The central banks of Austria, Bolivia, Brazil, China, France, Germany, Greece, Hungary, Peru, Poland, Venezuela, and Zimbabwe have all failed to stop hyperinflation.
You're conflating the ability to do something with actually doing that something. Also, what's your point with regards to inflation and fiat currency? That seems tangential to the parent comment.
The conflation is appropriate as the original clam is that fiat currency is backed by trust that the nation won't default. If the nation defaults in both cases, they are equivalent.
> The central banks of Austria, Bolivia, Brazil, China, France, Germany, Greece, Hungary, Peru, Poland, Venezuela, and Zimbabwe have all failed to stop hyperinflation.
Which of those were central banks of nations where debts including both private and public debt were denominated principally in fiat whose monetary policy was controlled by the central bank?
Some of them were pre-fiat (gold standard), and some were dealing with situations were obligations were largely in externally-controlled fiat (e.g., USD.)
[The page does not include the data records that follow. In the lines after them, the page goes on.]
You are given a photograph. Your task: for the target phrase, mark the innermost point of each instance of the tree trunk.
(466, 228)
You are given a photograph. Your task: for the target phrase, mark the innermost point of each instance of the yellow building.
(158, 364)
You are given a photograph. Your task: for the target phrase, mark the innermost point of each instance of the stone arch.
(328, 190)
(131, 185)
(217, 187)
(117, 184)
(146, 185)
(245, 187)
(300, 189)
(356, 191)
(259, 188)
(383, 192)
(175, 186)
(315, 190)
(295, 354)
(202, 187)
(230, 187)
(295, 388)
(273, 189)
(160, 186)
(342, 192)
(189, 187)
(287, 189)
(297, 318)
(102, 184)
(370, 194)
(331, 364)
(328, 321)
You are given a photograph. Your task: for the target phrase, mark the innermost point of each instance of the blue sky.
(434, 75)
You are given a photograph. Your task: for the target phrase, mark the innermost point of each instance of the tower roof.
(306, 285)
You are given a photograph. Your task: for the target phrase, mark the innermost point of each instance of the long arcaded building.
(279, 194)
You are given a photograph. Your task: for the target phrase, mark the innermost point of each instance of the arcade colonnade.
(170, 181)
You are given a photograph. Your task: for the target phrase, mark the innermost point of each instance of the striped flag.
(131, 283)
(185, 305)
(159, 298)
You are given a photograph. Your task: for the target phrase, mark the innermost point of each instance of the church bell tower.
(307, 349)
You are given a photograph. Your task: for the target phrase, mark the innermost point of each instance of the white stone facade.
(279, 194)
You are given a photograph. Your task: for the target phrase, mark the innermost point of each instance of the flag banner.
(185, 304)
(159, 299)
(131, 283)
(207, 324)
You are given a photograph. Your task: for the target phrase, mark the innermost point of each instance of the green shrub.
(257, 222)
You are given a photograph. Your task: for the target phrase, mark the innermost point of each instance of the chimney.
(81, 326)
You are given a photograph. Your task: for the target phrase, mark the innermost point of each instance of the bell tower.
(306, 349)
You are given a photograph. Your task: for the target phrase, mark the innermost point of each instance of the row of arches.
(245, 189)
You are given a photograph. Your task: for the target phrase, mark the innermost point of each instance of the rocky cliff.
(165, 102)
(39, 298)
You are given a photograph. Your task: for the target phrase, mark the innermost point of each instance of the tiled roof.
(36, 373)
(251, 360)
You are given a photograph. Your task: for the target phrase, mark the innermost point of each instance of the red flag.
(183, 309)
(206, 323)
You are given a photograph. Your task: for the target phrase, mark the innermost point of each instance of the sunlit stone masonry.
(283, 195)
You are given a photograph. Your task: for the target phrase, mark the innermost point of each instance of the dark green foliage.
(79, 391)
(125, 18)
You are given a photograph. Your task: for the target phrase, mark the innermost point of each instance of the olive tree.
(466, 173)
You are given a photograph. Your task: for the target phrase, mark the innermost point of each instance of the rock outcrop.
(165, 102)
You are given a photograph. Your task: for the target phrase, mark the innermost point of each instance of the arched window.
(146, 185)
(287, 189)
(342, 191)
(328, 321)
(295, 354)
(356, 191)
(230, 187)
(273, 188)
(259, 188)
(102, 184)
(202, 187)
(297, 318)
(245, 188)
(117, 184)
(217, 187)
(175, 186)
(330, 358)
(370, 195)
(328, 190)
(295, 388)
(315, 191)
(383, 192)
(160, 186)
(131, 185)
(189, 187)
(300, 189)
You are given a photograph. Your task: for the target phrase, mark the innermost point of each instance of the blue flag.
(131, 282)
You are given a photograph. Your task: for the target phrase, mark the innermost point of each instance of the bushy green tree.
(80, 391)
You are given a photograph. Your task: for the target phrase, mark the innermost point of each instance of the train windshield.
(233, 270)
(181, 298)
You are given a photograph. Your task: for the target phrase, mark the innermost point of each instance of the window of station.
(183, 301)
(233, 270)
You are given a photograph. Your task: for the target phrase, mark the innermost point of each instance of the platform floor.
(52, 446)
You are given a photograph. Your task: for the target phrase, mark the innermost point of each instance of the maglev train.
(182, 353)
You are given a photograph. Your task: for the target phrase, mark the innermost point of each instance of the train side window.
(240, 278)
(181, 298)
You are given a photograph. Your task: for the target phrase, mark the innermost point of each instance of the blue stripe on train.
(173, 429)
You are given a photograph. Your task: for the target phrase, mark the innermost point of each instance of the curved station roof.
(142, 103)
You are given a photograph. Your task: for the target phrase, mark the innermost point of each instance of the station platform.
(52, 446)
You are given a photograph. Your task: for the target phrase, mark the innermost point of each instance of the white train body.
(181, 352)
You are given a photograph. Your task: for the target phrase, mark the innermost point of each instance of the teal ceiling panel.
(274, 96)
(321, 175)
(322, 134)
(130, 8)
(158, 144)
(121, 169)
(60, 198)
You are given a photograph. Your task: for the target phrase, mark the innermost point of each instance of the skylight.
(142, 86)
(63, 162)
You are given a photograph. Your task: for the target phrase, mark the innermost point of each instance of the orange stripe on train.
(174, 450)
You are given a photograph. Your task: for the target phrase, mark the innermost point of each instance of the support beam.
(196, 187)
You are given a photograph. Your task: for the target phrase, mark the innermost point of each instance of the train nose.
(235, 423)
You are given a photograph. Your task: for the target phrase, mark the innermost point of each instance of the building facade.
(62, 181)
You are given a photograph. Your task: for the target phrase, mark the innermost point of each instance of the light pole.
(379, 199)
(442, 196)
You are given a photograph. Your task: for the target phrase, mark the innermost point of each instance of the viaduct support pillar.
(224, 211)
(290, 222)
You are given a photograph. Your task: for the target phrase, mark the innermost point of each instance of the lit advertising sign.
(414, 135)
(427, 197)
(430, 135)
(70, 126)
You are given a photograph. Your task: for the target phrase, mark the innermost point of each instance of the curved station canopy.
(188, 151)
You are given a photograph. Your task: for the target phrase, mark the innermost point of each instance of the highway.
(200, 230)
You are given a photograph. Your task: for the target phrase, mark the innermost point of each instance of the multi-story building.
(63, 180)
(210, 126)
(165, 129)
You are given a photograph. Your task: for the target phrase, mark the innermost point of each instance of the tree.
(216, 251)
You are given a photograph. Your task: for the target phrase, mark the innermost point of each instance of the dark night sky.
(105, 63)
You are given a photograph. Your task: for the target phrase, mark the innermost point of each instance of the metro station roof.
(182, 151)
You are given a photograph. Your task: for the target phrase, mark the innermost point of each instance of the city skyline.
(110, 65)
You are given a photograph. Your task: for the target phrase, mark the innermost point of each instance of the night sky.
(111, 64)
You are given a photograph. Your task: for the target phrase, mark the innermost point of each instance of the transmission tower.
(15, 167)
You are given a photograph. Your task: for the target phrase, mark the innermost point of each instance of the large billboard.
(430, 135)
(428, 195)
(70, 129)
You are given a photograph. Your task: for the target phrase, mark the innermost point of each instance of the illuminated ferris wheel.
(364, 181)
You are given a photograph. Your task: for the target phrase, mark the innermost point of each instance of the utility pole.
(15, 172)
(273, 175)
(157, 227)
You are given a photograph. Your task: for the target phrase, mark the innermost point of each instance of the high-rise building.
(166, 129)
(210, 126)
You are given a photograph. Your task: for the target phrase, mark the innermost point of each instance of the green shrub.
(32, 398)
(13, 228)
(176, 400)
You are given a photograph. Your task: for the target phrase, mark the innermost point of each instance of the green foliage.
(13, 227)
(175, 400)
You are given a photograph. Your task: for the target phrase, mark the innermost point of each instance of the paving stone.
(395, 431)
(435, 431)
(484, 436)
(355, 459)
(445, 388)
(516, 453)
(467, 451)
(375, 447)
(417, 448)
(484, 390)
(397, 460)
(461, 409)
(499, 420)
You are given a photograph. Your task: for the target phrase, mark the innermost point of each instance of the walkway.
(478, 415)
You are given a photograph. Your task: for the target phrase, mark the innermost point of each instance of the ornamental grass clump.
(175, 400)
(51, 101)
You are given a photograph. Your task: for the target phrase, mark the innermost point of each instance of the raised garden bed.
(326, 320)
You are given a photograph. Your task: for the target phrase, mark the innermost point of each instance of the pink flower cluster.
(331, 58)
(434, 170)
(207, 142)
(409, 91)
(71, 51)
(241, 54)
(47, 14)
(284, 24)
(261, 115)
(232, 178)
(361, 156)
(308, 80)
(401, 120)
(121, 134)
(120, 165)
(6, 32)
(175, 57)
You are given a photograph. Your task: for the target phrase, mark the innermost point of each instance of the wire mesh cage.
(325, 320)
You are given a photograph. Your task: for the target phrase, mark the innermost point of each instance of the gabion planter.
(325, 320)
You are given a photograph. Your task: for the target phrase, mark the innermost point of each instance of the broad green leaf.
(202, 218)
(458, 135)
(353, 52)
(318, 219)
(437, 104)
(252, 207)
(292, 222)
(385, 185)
Hyperinflation is caused by very limited supply. If there is not enough food around people will give everything for it. It doesn't matter what the currency is and how much you print or not.
What could the central bank of zimbabwe have done to stop inflation? I agree that central banks can almost always stop inflation...as long as they are controlling a reserve currency that actually has international value. Otherwise there is actually very little a central bank can do when your currency isn't used for imports, exports, international trade etc and foreign dollars/euros/RNB are needed to do almost any economical meaningful transaction.
They could have stopped flooding the country with Zimbabwean dollars and hyperinflation would have stopped immediately. Of course, the central bank of Zimbabwe was never independent from the government, but that doesn't change the fact that whoever was in charge of the monetary policy could have stopped hyperinflation at any time, had they wanted to.